The Cape class was replaced by the 110 ft beginning in the late 1980s and many of the decommissioned cutters were transferred to nations of the Caribbean and South America by the Coast Guard.

After commissioning in 1958, Cape Horn (then known only as WPB-95322) was assigned to a homeport at Provincetown, Massachusetts, and was used for law enforcement and search and rescue (SAR) in the Cape Cod area. In August 1962 she successfully saved the fishing vessel Norseman after fighting a fire. For that action she was awarded a Coast Guard Unit Commendation; a first for the Cape class. In addition, three of her crew were awarded individual commendations for their efforts in fighting the fire aboard the Norseman.

From April to July 1965 she was temporarily assigned to Miami, Florida, to assist with the Cuban exodus. on 1 September she escorted the Cuban motor vessel Bahia Santiago de Cuba from Cape Cod to international waters after the Cuban vessel tried unsuccessfully to enter U.S. waters. On 26 February 1966, Cape Horn escorted the fishing vessel Anita C. Rose from Nantucket Light to New Bedford, Massachusetts. She towed the disabled fishing vessel Blue Fin from 170 nmi east of Cape Cod to Nantucket on 7 September 1968. On 28 January, she towed the disabled fishing vessel Silver Bay from 60 nmi south of Nantucket to New Bedford. on 1 February, she escorted the distressed fishing vessel Leroy 83 nmi south-southwest of Newport, Rhode Island, to that port.

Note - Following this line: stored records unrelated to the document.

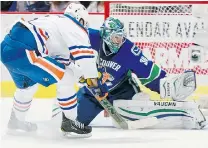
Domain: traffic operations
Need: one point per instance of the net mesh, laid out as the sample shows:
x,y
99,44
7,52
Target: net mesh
x,y
169,28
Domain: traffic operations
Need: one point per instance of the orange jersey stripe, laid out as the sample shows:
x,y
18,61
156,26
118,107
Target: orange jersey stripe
x,y
41,32
48,66
82,51
69,103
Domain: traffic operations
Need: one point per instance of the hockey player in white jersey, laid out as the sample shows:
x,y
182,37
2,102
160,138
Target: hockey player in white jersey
x,y
38,52
130,71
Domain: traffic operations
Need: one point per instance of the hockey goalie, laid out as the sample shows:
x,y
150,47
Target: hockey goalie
x,y
129,71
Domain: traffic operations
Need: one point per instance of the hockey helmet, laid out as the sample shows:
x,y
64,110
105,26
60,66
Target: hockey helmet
x,y
79,12
113,34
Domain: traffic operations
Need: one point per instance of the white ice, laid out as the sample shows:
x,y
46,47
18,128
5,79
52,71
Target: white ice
x,y
103,135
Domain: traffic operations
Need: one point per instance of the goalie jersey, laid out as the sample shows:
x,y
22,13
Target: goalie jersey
x,y
129,57
62,37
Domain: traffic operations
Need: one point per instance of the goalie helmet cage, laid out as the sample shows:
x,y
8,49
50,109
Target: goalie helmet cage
x,y
163,30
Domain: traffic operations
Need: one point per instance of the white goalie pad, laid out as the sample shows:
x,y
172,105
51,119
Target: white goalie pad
x,y
178,88
171,114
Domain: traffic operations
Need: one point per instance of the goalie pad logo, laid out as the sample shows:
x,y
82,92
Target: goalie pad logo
x,y
143,60
164,103
135,50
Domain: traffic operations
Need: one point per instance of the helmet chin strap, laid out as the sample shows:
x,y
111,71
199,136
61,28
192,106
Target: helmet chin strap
x,y
106,51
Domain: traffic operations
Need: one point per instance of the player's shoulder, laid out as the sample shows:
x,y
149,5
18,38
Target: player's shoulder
x,y
95,38
130,48
70,24
93,33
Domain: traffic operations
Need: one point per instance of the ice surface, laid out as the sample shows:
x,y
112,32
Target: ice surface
x,y
49,136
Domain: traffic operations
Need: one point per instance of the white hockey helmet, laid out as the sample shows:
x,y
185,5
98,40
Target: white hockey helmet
x,y
79,12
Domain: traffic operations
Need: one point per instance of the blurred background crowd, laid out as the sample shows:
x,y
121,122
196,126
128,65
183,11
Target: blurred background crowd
x,y
49,6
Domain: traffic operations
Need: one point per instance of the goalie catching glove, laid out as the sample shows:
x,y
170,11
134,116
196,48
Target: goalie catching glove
x,y
179,87
98,85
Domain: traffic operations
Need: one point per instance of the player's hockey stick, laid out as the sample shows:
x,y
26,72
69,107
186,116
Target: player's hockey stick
x,y
142,123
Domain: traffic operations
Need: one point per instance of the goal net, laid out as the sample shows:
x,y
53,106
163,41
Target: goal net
x,y
165,31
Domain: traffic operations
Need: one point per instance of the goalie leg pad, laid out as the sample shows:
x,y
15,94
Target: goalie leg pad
x,y
171,114
66,94
179,87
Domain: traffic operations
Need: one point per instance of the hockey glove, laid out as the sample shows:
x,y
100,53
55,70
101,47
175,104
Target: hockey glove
x,y
98,86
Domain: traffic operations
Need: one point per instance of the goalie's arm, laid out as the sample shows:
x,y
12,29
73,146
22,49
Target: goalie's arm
x,y
146,70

On 2 May she responded to a distress call with from the fishing vessel Stella Maris 110 nmi east of Nantucket and both cutters escorted her to Newport.

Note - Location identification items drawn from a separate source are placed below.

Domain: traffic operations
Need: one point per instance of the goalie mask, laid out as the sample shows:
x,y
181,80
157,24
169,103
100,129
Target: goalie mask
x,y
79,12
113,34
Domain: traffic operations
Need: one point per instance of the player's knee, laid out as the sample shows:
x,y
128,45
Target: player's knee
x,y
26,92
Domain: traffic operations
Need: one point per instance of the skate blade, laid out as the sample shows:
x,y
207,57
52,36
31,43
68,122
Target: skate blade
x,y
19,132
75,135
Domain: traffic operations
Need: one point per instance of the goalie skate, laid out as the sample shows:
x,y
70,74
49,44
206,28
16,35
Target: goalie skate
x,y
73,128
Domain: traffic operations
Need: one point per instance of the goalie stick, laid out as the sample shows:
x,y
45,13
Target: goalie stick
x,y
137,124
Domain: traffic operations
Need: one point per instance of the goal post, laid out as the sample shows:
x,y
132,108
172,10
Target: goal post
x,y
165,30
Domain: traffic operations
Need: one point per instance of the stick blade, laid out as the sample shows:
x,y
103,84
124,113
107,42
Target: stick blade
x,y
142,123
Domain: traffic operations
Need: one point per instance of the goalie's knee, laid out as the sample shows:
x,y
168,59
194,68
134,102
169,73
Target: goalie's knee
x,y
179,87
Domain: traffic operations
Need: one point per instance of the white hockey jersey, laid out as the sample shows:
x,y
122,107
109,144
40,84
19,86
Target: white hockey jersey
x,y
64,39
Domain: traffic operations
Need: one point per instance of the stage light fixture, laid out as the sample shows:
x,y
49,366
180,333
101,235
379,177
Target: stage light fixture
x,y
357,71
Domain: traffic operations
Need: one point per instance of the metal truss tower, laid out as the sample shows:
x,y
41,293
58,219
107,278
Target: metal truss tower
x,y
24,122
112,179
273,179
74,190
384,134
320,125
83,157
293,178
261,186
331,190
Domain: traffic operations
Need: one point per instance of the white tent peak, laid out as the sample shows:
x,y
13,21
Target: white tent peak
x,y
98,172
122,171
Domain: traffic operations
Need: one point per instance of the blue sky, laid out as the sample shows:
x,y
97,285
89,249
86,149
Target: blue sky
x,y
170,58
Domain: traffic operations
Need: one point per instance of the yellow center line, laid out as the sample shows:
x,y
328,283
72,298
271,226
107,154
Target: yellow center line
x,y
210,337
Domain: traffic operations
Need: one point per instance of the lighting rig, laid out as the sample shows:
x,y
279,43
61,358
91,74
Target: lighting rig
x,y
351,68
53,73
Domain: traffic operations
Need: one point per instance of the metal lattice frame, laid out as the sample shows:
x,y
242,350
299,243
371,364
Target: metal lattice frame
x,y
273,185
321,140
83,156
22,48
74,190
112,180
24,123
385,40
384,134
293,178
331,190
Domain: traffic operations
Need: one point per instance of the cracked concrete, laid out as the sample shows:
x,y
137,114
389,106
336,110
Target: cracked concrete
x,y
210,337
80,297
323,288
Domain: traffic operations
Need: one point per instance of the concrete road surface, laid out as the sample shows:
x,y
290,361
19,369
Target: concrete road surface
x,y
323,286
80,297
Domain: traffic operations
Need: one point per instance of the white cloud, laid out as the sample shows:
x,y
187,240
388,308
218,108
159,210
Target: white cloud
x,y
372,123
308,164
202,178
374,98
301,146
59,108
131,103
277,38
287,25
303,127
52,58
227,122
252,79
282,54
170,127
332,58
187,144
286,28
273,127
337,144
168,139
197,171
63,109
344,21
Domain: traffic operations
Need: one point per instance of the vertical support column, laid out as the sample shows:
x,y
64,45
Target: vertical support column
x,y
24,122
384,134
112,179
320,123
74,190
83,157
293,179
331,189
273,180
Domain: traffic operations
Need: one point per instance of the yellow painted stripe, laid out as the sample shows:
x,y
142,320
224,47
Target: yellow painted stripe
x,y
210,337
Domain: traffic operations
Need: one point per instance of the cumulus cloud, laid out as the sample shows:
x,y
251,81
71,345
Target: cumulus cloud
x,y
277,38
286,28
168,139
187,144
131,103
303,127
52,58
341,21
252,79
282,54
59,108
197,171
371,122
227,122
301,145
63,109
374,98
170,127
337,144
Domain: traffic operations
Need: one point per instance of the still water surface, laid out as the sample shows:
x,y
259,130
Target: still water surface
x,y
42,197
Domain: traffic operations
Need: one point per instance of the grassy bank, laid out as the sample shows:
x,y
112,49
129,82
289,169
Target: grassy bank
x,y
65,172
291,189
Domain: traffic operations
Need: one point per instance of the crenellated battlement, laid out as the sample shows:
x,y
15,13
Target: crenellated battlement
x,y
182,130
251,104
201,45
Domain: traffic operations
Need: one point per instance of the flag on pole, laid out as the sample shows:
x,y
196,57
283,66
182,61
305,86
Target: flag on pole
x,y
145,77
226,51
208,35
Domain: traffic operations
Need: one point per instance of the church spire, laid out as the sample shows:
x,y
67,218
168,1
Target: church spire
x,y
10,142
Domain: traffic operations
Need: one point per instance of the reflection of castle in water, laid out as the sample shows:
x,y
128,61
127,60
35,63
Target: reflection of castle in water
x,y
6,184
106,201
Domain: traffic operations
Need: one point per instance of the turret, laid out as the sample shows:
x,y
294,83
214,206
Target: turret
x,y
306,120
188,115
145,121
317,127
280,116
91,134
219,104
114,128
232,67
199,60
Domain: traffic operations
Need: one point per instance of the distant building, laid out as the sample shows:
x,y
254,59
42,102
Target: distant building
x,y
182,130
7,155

On 19 October 1968, Cape Horn earned a second Unit Commendation Medal for rendering assistance the distressed fishing vessel Harry Glen which had broken down in a severe storm off Cape Cod. Cape Horn towed the stricken vessel to safety.

On 7 February 1980, Cape Horn rescued six crewmen from the Gloucester, Massachusetts based fishing vessel Hattie Rose which was taking on water in 25-foot seas and 45-knot winds 15 nmi east of Provincetown. During the rescue, two of trawler crew fell overboard and two crewmen from Cape Horn jumped in the 35-degree water and attached a line to the crewmen and all four were pulled from the water. Cape Horn earned a Coast Guard Meritorious Unit Commendation for this rescue.

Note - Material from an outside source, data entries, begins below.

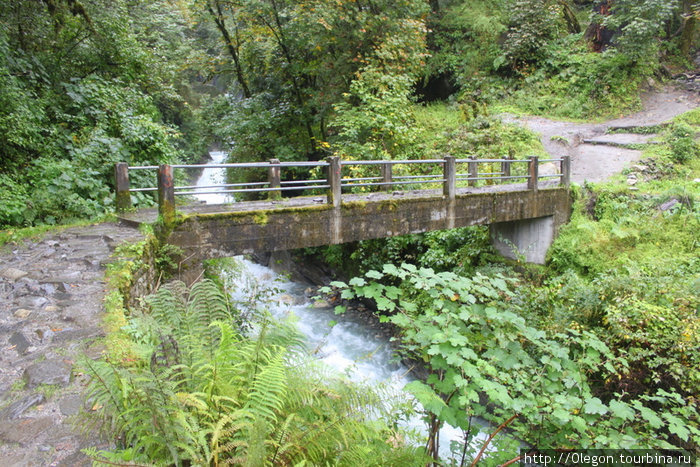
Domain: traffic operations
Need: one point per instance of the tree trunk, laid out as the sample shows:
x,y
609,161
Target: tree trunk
x,y
690,7
220,22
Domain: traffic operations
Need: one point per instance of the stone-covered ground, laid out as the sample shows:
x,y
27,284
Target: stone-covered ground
x,y
51,295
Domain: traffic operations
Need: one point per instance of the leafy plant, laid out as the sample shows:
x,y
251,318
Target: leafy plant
x,y
476,345
202,392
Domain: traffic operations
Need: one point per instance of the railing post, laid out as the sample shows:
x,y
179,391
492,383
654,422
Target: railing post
x,y
387,176
449,187
274,179
334,192
166,193
505,166
473,171
533,171
566,171
121,177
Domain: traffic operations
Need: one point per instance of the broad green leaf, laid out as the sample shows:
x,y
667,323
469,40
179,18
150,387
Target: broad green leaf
x,y
621,410
595,406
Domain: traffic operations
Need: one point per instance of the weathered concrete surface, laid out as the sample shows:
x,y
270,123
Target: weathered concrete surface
x,y
527,240
211,235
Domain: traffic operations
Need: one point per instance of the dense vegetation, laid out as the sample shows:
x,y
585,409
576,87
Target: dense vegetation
x,y
88,83
616,309
598,349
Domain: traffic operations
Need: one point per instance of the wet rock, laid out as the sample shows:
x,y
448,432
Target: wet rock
x,y
70,405
44,333
668,204
286,299
20,342
33,302
16,409
47,372
77,334
22,313
12,274
68,277
23,431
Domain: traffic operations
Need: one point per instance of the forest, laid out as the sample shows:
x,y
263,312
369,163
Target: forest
x,y
599,348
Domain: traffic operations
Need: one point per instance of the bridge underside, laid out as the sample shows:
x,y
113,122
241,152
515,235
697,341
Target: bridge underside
x,y
527,220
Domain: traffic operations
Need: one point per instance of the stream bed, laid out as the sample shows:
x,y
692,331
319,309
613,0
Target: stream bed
x,y
344,343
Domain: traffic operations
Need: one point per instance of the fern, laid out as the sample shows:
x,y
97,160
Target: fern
x,y
204,393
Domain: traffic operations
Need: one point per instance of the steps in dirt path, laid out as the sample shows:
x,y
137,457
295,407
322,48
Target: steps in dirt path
x,y
620,139
51,304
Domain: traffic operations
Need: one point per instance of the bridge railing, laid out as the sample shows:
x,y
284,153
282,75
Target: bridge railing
x,y
358,175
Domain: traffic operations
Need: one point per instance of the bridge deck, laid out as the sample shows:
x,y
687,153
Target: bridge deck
x,y
150,215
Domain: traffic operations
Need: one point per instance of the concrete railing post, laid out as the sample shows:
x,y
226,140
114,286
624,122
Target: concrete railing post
x,y
505,166
533,173
566,171
274,179
473,171
334,192
121,177
166,193
387,176
449,187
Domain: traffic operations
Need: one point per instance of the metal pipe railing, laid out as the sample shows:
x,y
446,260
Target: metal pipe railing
x,y
334,182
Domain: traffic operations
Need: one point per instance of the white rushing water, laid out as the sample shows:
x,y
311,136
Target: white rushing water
x,y
347,345
212,179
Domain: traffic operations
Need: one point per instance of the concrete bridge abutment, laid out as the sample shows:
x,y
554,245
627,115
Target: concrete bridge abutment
x,y
524,240
524,224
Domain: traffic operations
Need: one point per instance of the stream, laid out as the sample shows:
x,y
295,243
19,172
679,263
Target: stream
x,y
348,345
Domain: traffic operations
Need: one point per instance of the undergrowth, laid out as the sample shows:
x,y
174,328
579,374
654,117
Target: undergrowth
x,y
186,384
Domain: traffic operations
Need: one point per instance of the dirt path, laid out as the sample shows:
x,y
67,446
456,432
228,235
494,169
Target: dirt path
x,y
595,155
51,307
51,295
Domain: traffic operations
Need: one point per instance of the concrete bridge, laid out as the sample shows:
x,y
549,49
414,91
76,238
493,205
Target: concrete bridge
x,y
524,202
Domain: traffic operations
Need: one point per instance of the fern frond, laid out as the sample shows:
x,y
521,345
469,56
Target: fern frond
x,y
267,394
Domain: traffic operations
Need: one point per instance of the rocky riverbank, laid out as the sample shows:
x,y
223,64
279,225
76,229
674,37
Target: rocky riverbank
x,y
51,303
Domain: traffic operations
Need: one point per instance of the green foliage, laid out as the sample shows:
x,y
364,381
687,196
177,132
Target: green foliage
x,y
465,39
85,85
641,23
296,61
476,343
202,392
682,142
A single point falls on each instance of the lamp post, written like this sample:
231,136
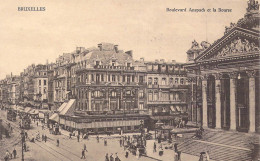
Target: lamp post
23,140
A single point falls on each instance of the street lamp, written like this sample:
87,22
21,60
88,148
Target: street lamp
23,140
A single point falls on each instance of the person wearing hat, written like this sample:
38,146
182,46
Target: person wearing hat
201,156
106,158
111,157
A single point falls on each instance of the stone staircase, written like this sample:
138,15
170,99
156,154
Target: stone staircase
222,145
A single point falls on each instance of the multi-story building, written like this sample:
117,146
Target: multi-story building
60,79
225,77
110,87
167,90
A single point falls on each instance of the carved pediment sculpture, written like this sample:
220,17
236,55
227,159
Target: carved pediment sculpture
238,46
252,5
195,45
205,44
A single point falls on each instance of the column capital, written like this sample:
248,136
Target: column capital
204,77
233,75
218,76
251,73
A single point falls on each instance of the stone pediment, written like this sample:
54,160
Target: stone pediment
237,41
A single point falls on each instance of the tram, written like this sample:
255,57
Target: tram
25,122
11,115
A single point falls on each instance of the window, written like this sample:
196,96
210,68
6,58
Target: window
150,80
141,94
163,81
182,81
128,78
141,79
141,106
171,81
113,93
176,80
92,77
102,77
155,81
113,63
113,78
150,96
156,96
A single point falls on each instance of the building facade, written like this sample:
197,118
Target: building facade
225,77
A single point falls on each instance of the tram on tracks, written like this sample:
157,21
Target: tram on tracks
11,115
25,122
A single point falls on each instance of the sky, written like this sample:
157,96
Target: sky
143,26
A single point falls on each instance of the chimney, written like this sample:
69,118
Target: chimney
116,48
162,60
130,53
100,47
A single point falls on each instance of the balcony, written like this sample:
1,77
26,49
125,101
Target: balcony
166,102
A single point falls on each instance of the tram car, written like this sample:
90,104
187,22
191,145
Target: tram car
11,115
25,122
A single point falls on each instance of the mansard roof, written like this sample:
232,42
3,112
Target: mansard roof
234,32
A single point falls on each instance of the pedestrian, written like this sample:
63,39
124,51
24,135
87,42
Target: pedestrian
7,154
154,147
201,156
14,153
24,147
97,138
117,158
106,158
83,154
207,156
78,137
58,142
26,135
176,156
126,153
111,157
45,138
85,147
120,142
137,153
105,142
176,147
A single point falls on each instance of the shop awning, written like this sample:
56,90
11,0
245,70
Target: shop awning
54,117
162,117
62,107
27,109
69,108
173,109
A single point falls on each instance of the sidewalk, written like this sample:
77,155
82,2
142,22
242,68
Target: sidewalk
168,154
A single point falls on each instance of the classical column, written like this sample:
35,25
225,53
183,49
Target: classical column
218,100
204,102
89,100
233,103
251,75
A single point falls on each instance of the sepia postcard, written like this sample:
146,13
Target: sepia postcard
114,80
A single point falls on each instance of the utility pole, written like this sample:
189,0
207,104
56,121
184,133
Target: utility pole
23,140
1,129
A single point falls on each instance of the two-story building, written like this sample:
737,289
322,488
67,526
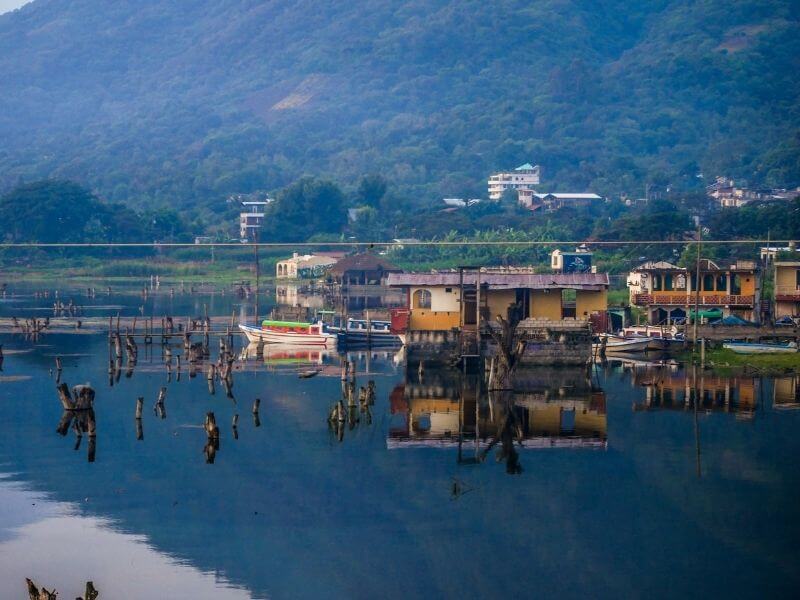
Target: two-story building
667,292
304,266
554,201
523,177
252,218
449,313
787,288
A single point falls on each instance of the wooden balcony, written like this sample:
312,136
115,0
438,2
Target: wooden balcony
785,293
683,300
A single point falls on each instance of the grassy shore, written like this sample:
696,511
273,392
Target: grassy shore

In 1982, Cape Horn underwent a major overhaul at the Coast Guard Yard, where her main drive engines were replaced and crew habitability was improved. She was recommissioned on 21 January 1983 and stationed at Fort Tilden, New York, where she was used for law enforcement and SAR missions. During the summer of 1986 she participated in the centennial celebration of the Statue of Liberty with increased patrol work to deal with the increase in boat traffic and she received a second Meritorious Commendation for that operation. In November 1986, she was temporarily assigned to drug interdiction patrols based out of Key West, Florida. On 28 July 1987, Cape Horn seized the pirate radio station Radio Newyork International aboard the vessel Sarah located off Jones Beach and arrested the crew. By 1988, her patrol area included the waters from Cape Cod to Toms River, New Jersey.

==Disposition==
In January 1990, Cape Horn was transferred to the National Navy of Uruguay and re-commissioned as Rio Negro (ROU-11).